Some 150,000 workers are getting a 600 peso ($158) subsidy a month -- about half of the minimum wage -- at companies that agree not to lay off workers, up from 5,000 workers a year ago, before the global financial crisis hit, the minister said.
The idea is that direct payments to workers allow companies to reduce shifts or hours instead of laying people off.
"Each time a company ... wants to lay off workers, we immediately get both sides together and start talks. We try to cut off that impulsive reaction by Argentine business leaders to fire people as their first measure," Tomada told foreign correspondents on Tuesday.

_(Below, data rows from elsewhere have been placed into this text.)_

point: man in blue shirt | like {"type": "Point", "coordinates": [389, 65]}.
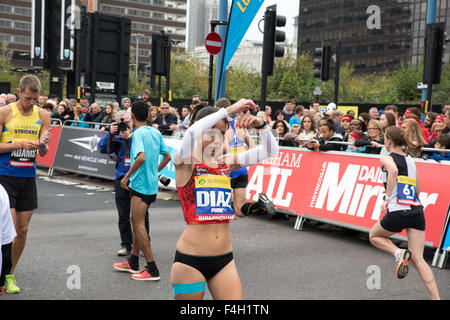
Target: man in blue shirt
{"type": "Point", "coordinates": [142, 180]}
{"type": "Point", "coordinates": [119, 150]}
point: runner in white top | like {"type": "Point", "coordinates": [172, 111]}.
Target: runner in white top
{"type": "Point", "coordinates": [403, 210]}
{"type": "Point", "coordinates": [7, 235]}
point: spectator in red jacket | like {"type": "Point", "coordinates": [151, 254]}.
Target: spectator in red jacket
{"type": "Point", "coordinates": [414, 113]}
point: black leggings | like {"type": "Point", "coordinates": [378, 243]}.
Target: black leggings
{"type": "Point", "coordinates": [6, 262]}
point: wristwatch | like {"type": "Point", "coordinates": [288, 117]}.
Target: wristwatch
{"type": "Point", "coordinates": [261, 126]}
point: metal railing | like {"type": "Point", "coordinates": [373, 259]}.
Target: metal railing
{"type": "Point", "coordinates": [99, 124]}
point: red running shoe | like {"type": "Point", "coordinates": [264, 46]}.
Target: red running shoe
{"type": "Point", "coordinates": [145, 275]}
{"type": "Point", "coordinates": [124, 267]}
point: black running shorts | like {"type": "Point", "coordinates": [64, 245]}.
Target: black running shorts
{"type": "Point", "coordinates": [148, 199]}
{"type": "Point", "coordinates": [22, 192]}
{"type": "Point", "coordinates": [239, 182]}
{"type": "Point", "coordinates": [397, 221]}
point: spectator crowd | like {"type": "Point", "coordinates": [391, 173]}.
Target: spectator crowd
{"type": "Point", "coordinates": [294, 125]}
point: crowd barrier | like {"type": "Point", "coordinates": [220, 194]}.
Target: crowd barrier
{"type": "Point", "coordinates": [338, 188]}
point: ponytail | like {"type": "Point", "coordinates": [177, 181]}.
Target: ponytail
{"type": "Point", "coordinates": [400, 139]}
{"type": "Point", "coordinates": [410, 148]}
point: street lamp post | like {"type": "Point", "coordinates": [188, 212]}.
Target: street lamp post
{"type": "Point", "coordinates": [137, 35]}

Argentina's official economic data has been widely questioned for two years since a political shake-up at the National Statistics Institute, known as INDEC.
But Tomada said the INDEC's unemployment rate -- 8.8 percent in the second quarter -- was very close to what his ministry estimates.
After October 2008 "there started to be a decrease in the creation of new jobs, accompanied by a new increase in unemployment, which is visible, which must be around 8.6 percent or 8.7 percent," he said.
FOCUS AWAY FROM JOBLESS BENEFITS
Tomada said the government decided at the start of the global financial crisis last year to focus on maintaining jobs rather than giving unemployment benefits, so that workers remain trained and accustomed to working.
Mistrustful of official unemployment data, experts are looking at other numbers from INDEC and private surveys.
Ernesto Kritz, a labor expert and director of SEL Consultores consulting firm, said in a September report that job loss in the manufacturing has moderated recently.
"But even so, the accumulated loss of jobs since the fourth quarter last year is higher than 5 percent in industry and 11 percent in construction," Kritz wrote.
Kritz said the loss of jobs in the service sector has been less severe.
Tomada said policies have also significantly reduced under-the-table unemployment. He said it was higher than 50 percent after the 2001-2002 economic crisis, then came down to 36 percent, and is now at 38 percent.
He also said the government aims to keep improving salaries. Large private and public-sector unions have negotiated pay hikes well above the official inflation rate in the last two years, and he said 2010 would be similar. (Reporting by Fiona Ortiz; Editing by Xavier Briand)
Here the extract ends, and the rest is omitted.